Jorge Vasquez was leaning against the side of the red-and-white ambulance. Mercer waved at him as we approached, telling him to move it in and unload the patient.
Vasquez shrugged his shoulders.
“Don’t give me that ‘not my job’ crap,” Mike said. “Roll it.”
“I’m empty, man,” Vasquez said, brushing his hands against each other like he was dusting off crumbs. “The broad took off.”
“Took off where?” I asked.
“RMA, Ms. Cooper. I can’t be holding nobody against her will.”
Tina Barr had refused medical attention, despite the ordeal she’d survived.
“Which way’d she go?”
“No sé,” Vasquez said. “She told me she never wanted the cops called in the first place. Jumped out the bus and said to tell you to leave her alone.”
THREE
“I still think we could have beat Tina to her apartment,” Mike said, several hours later, as he sat across the desk from me.

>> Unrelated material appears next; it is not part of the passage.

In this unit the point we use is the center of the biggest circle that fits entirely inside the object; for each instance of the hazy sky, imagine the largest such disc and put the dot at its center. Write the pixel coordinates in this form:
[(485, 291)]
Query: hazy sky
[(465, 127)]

“To what end? For some reason, she never wanted any of us involved in the first place. It was the neighbor-not Tina-who called 911.”

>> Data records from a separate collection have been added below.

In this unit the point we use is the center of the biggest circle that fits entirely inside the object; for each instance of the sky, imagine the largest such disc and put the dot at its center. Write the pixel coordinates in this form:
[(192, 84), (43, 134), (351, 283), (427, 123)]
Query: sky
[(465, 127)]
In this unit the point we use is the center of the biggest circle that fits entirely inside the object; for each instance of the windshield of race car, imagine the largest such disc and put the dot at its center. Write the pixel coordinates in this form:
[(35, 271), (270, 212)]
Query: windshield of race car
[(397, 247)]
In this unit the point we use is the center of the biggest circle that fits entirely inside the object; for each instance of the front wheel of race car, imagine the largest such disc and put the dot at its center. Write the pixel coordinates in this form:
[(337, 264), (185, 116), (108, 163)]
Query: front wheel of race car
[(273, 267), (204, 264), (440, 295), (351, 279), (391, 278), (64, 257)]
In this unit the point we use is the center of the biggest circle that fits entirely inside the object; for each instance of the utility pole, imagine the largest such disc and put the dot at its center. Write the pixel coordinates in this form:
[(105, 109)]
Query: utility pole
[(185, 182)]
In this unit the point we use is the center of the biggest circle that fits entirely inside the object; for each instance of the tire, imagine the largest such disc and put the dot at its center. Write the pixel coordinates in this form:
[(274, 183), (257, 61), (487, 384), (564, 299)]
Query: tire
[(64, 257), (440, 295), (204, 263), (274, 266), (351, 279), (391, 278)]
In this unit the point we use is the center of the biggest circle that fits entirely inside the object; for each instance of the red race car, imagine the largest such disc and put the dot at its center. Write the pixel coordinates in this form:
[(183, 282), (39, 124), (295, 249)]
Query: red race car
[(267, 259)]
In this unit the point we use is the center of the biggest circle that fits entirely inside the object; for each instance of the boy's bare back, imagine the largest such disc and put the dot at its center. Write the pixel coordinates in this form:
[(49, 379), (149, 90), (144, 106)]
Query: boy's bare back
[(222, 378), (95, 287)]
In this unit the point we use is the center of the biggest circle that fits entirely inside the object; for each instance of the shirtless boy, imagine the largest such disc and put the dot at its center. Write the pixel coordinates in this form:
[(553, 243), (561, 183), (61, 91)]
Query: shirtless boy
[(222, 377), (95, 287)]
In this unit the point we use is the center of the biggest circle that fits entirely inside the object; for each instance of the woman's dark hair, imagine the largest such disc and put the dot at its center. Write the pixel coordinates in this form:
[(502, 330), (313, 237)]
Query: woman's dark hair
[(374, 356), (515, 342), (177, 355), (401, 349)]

“I don’t know. Should have scooped her up and made her a material witness till we figured out what happened.”
“No such thing as getting a material witness order unless there’s a pending prosecution,” I said, continuing to make notes on a legal pad, charting the chronology of a murder investigation we’d been working on for several months. “You know that.”
“Are you going to follow up with her now?”
“I’m giving Tina a day to settle down. By then she’ll realize the flashbacks and night sweats won’t go away by themselves. She might even welcome the chance to talk about it.”
We were in my office in the Sex Crimes Prosecution Unit on the eighth floor of Manhattan ’s Criminal Courthouse at nine-thirty on Wednesday morning. Mike had brought me a third cup of coffee and took the lid off after he set out his bagel on top of a file cabinet, using a manila folder as a place mat.
“How come Judge Moffett scheduled a hearing on the Griggs case? You don’t even have an arrest yet.”
We had been working on the rape-homicide of a nineteen-year-old-girl named Kayesha Avon that had taken place almost eight years earlier. The case had gone cold long ago, but the recent submission to the databank of the DNA profile of a man named Jamal Griggs and the near match that resulted had given Mike a reason to revive the investigation.
“Jamal Griggs doesn’t like the idea that we’re so interested in his family tree,” I said.
Jamal and his brother Wesley, known to us as the Weasel, had floated in and out of the criminal justice system for most of their adult lives. Despite Jamal’s homicide conviction as a teenager-or maybe because of it-he and Wesley had become part of the entourage that surrounded and sold drugs to the crews of late thug rappers such as Biggie Smalls and Tupac Shakur.
“I applied for a search warrant to get into the California database to see what it tells us about Wesley’s DNA, and must have struck a nerve. Jamal’s new counsel requested a chance to oppose my motion. I need you and Mattie Prinzer,” I said, referring to the forensic biologist who headed the lab at OCME, the Office of the Chief Medical Examiner, “to make my case.”